Burn’n’Crash

Right, for the uninitiated – and noticeably unwashed from those of you who I’ve met – in all things silly modelling, this is the business end of a glider than thinks it’s a proper aeroplane. With the sort of low cunning we’ve come to expect from marketing types, they offer up a flighty solution to days when you’re short of time/wind/appropriate hillage.

Fire it up, chuck it, make it a speck up in the sky somewhere, shut the engine off and glide for a bit. Run out of height, lean on the noisy stick and start again. Great idea, and absolutely necessary for me to add such a niche to the ever expanding mass of winged foam in my workshop.

But this one is special because it has been on fire. A late night chuck should have brought twenty minutes relaxing stick twirling, followed by a cushioned landing in the field of wheat a nice farmer has provided as my makeshift runway.

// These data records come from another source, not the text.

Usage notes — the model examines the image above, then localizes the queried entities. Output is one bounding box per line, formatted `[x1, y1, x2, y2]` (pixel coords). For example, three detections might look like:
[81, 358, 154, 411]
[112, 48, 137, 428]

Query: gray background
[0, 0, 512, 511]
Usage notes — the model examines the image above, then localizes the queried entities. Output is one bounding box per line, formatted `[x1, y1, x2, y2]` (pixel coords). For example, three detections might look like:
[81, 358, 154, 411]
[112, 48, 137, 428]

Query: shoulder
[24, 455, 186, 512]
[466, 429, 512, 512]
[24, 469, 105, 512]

What actually happened was a perfect launch, a fast climb and then… well… nothing. The motor turned off, the transmitter was no longer talking to the receiver, and my frantic twiddling had all the effect of asking a ten year old to finish their homework. Unlike recalcitrant children, the glider was blissfully serene at this point – merely heading off downwind from a height of 100+ feet, and destined to crash into some poor innocent minding their own business in a spot of cow tipping. About four miles away.

A gust of wind changed that and gravity rapidly brought on terminal velocity, which thumped the model hard into the crop and cartwheeled previously attached parts to all corners of the field. This crashing been happening rather a lot lately, but in this case it wasn’t my fault.

Not that I was much cheered by such thoughts, as I trudged through waist height wheat heading for the scene of the accident. After some searching I found that the model mostly undamaged due entirely to the springy, vigorous crop cushioning the impact. Honestly we’re taking a vertical dive at high speed followed by significant deceleration trauma, and most of the bits were still the same shape.

They should make airbags out of this stuff. Anyway things were not so good up the front with the small, yet eye wateringly expensive, motor controller on fire and – until I took swift action – in danger of setting alight thirty acres of uncut crop. The smell was terrible, and that was just from my shorts after they’d be on the arse end of a thought process that ran something like “How the fuck am I going to explain setting fire to a field?”

Anyway it’s easily fixed. When I get time. Which I have none of, and even should some magically be presented, it’ll be eaten up by pond dredging*, removing broken forks, hammering the transmission straight on the cross bike, peeking inside the budget spreadsheet and fixing myself. With a large G&T.

It’s nice to know my “skills crossover ” from MTB to models is so seamless. Crap building? Check. Excuses? Lots. Rubbish ability? Oh yes. Crashing? Big sodding tick.

That’s a comfort of sorts.

* This weekend I’ve been up to my armpits in smelly, rank and sticky mud. I’ve had terrible flashbacks to riding in the Chilterns.